BMT Broadway Line platforms

14th Street–Union Square, opened on September 5, 1917, is an express station on the BMT Broadway Line that has four tracks and two island platforms.
It is the southernmost station in Manhattan with a cross-platform interchange between all four Broadway services. A mosaic on the platform side walls is a depiction of "the junction of Broadway and... Bowery Road, 1828," as the area was once known. The mezzanine and crossover level has been reconstructed as well. Some former passageways and stairways have been closed off, including one immediately adjacent to the southernmost staircase on the northbound side.
This station was overhauled in the late 1970s. The MTA replaced the original wall tiles, old signs, and incandescent lighting with the 1970s wall tile band and tablet mosaics, signs and fluorescent lights. They also fixed staircases and platform edges. In 2002, the station was upgraded for ADA-accessibility and its original late 1910s tiling was restored. As part of the upgrade, the MTA repaired the staircases, re-tiled for the walls and floors, upgraded the station's lights and the public address system, installed yellow safety treads along the platform edge, new signs, and new trackbeds in both directions. The station now has an elevator on both platforms as well as connection to the station entrances and passageway to the IRT Lexington Avenue Line.
In 2005, an artwork called City Glow by Chiho Aoshima was installed here.

Image gallery

BMT Canarsie Line platform

Union Square on the BMT Canarsie Line opened on June 30, 1924, as part of the 14th Street–Eastern Line, which ran from Sixth Avenue under the East River and through Williamsburg to Montrose and Bushwick Avenues.

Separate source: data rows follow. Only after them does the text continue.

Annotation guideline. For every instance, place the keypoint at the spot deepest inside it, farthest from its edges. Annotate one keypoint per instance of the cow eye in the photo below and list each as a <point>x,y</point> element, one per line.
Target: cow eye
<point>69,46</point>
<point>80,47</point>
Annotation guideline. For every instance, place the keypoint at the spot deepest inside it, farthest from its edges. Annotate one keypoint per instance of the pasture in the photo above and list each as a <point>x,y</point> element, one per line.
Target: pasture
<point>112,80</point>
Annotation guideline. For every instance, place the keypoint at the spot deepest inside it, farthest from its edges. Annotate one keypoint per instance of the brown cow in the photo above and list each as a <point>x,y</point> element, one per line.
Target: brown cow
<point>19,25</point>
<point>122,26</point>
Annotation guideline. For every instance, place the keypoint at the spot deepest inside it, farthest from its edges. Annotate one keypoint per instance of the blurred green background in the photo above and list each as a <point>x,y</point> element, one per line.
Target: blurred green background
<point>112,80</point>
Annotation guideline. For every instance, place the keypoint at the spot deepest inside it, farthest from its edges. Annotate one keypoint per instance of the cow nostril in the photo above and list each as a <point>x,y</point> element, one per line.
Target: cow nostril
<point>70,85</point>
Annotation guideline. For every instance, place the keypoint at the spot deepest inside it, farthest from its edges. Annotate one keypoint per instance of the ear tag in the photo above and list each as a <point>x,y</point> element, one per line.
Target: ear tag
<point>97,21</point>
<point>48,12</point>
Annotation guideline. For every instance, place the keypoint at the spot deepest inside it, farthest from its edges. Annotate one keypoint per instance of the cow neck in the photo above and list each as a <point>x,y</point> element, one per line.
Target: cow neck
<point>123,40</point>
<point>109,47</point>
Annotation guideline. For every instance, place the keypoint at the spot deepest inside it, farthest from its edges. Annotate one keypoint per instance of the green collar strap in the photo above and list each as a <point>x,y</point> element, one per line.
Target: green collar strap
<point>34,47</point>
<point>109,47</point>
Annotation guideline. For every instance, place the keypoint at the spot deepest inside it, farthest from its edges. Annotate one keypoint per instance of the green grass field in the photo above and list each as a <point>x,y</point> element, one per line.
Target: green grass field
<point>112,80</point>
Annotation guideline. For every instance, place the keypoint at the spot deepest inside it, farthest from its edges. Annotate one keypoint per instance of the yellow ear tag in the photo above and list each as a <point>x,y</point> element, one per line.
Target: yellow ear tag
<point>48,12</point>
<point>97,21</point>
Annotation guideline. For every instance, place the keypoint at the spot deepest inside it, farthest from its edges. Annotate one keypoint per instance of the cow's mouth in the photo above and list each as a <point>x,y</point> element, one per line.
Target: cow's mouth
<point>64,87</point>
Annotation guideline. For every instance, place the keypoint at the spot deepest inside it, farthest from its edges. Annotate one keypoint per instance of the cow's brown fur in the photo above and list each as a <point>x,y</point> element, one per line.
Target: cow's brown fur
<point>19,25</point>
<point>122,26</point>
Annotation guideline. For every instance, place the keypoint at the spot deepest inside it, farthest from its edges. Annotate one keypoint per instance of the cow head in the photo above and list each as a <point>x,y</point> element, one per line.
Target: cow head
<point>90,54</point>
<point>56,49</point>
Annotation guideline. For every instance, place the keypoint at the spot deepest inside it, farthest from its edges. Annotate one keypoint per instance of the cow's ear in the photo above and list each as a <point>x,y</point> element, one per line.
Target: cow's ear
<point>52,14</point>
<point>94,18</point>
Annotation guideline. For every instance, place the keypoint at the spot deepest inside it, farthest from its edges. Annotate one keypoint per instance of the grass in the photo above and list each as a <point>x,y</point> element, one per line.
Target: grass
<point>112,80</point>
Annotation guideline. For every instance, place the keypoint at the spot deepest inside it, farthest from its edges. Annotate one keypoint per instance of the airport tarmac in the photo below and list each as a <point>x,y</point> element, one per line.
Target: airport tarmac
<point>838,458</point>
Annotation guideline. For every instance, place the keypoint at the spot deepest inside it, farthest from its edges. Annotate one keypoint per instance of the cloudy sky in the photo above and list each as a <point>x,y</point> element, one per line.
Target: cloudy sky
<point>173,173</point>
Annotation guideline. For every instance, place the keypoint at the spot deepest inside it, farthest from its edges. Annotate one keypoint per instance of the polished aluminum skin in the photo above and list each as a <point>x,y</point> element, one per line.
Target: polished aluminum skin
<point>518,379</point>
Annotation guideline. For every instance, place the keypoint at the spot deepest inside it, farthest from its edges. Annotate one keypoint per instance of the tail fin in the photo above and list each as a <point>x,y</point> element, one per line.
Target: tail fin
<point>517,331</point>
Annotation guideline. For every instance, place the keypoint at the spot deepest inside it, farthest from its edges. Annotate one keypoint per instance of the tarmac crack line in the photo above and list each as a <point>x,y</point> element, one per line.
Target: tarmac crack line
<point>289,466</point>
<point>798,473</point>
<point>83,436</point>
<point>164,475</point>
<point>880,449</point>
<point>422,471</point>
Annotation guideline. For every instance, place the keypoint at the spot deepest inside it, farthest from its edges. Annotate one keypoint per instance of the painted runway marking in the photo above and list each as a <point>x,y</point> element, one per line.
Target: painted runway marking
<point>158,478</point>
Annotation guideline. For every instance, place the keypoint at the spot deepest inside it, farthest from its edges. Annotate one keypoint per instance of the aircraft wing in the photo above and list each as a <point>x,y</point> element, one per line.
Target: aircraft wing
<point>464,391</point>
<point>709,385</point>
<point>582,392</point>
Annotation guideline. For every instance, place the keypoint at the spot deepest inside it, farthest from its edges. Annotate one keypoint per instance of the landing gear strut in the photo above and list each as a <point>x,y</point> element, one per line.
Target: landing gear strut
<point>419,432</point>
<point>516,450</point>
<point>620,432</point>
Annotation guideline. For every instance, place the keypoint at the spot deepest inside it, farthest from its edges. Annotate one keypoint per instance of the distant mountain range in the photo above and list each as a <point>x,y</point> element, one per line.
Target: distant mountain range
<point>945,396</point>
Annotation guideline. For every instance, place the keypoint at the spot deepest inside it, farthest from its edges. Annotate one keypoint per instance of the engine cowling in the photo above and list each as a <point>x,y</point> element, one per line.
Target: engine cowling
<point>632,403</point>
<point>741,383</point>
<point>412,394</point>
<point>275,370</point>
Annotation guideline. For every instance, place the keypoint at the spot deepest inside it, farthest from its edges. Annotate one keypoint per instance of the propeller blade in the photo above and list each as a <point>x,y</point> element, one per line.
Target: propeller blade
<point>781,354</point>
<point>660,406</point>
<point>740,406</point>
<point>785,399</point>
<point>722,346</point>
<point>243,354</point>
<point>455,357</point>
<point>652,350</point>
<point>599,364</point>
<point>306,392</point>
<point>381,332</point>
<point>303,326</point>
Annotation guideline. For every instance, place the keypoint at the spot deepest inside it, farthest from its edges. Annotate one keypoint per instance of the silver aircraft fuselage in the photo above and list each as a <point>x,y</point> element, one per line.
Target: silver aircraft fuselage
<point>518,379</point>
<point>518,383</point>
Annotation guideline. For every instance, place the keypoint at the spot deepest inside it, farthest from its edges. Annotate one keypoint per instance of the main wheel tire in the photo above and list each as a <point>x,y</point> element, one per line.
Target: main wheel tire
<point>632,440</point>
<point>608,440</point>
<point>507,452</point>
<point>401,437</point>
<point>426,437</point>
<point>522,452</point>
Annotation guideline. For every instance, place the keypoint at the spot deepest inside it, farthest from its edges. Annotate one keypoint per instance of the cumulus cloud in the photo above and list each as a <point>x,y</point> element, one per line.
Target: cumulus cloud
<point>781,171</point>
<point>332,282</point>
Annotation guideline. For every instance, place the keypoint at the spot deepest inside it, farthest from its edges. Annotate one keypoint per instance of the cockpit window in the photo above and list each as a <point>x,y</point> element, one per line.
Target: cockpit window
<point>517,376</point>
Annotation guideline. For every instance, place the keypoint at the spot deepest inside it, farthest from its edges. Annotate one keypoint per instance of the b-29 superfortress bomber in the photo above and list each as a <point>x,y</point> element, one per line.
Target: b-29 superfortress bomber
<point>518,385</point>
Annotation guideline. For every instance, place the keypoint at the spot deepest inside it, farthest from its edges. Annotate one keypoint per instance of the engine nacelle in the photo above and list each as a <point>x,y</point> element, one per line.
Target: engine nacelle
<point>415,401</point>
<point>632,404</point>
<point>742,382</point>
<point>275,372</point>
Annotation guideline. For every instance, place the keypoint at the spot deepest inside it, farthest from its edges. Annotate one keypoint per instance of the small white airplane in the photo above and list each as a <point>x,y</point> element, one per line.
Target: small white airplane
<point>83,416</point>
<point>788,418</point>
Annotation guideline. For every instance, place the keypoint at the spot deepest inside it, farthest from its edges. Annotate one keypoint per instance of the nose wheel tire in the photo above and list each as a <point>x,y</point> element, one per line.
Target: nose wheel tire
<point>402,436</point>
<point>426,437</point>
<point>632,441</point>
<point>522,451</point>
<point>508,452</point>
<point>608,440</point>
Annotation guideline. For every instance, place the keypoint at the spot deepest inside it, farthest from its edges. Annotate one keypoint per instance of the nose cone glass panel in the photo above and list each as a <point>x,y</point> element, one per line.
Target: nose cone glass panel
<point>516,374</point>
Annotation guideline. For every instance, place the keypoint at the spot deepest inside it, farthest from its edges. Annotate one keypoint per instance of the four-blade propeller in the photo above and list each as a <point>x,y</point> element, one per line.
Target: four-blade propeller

The station has two tracks and one island platform with numerous stairways and exits leading from it. There is one mezzanine attached to this station with entrances on the south side of 14th Street between Broadway and University Place. Other entrances in the complex serve the other services that stop here. The original mosaic band of sky blue, sea green, lime green and yellow ochre stands clearly visible above new green-bordered tile panels. The station has been renovated and is now ADA-accessible with a single elevator going up from the platform to the mezzanine.
As part of the 2015–2019 MTA Capital Program, there are plans to improve circulation and to reduce crowding at this platform. The stairs from the Broadway Line platforms were rebuilt in March 2019; the stair from the downtown Broadway Line platform was reconfigured entirely. Additionally, a new escalator will be installed from the east mezzanine to the platform for $15 million.